Steve Wozniak’s Biggest Mistake

We are big fans of Woz, one of the world’s greatest engineers. But even the greats make mistakes—that’s how we learn.

This is the CORE Remote Control. Back in 1987 Wozniak left Apple and started a company called Cloud 9. CORE was the world’s first programmable remote control, and it could record codes from other remotes. Neither of those features were available from competitive products for several years.

Geeks rejoice: It had a hidden serial port on the back to talk to your PC, and the bottom panel slid down to reveal a couple dozen programming buttons.

Who was the Target Customer?

Let’s look at the manual to see how they described the product (yes, we have both the product and the manual at SalesDev.Global):

 
 

Based on the features described in the manual above, the CORE was aimed at customers who wanted and could use:

  • The ability to learn from other remote controls

  • Two custom microprocessors

  • The ability to program sequences…in machine code

  • A timer running 24/7/365…on battery power

  • A replaceable IR transmitter (plugged into an addressable RS232 interface)

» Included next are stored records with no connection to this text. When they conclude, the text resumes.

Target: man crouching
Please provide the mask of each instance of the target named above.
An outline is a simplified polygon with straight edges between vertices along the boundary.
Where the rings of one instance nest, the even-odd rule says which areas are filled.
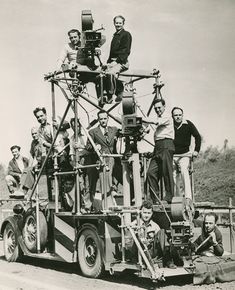
[[[146,200],[140,207],[140,221],[135,219],[131,226],[134,228],[138,240],[140,241],[144,250],[148,251],[154,263],[159,267],[168,267],[175,269],[176,265],[173,263],[170,246],[167,242],[167,236],[164,229],[161,229],[157,223],[152,220],[153,204],[152,201]],[[126,240],[128,240],[128,235]],[[132,257],[132,260],[137,258],[137,246],[128,240],[127,249]],[[128,256],[128,255],[127,255]]]

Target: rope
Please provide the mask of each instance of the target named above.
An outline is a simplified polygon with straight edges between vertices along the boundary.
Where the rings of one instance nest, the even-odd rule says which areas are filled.
[[[143,98],[143,97],[146,97],[146,96],[150,96],[152,95],[152,93],[148,93],[148,94],[145,94],[145,95],[142,95],[142,96],[138,96],[136,97],[136,99],[140,99],[140,98]]]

Remember, the CORE was introduced in 1987, when a lot fewer people were hacking microprocessors than today. Here’s how to program a volume change:

 
 

Ummm…What?

While we can praise the power of the programming language and the elegance of the learning function, it’s evident that this product was not aimed at consumers. The target market was was machine code hackers in homes with multiple remote controls. If you think this was a small market in 1987, you’re right. But the CORE failed for an even more basic reason.

Why Did CORE Fail?

Woz and his team assumed that customers would want to learn from existing remotes and program a lot of custom functions. But universal remotes had been introduced a couple of years earlier and were starting to sell briskly by the time the CORE was launched. By 1987, when you asked universal remote buyers why they purchased, virtually all gave one answer:

“I lost my TV remote control.”

This means there is no original remote to “learn” from. Universal remotes include preprogrammed codes that work with most TVs. The CORE couldn’t satisfy these customers. Even today, preprogrammed universal remotes far outsell programmable and learning remotes.

What Could Woz Have Done Differently?

Woz was ahead of the industry by 5-10 years, which means market validation is tricky. But if he would have explored customers’ attitudes about remote controls, and tested their desire for replacing lost remotes as well as learning and programming functions, he might have developed a different product. The CORE was cool and powerful, but didn’t sell.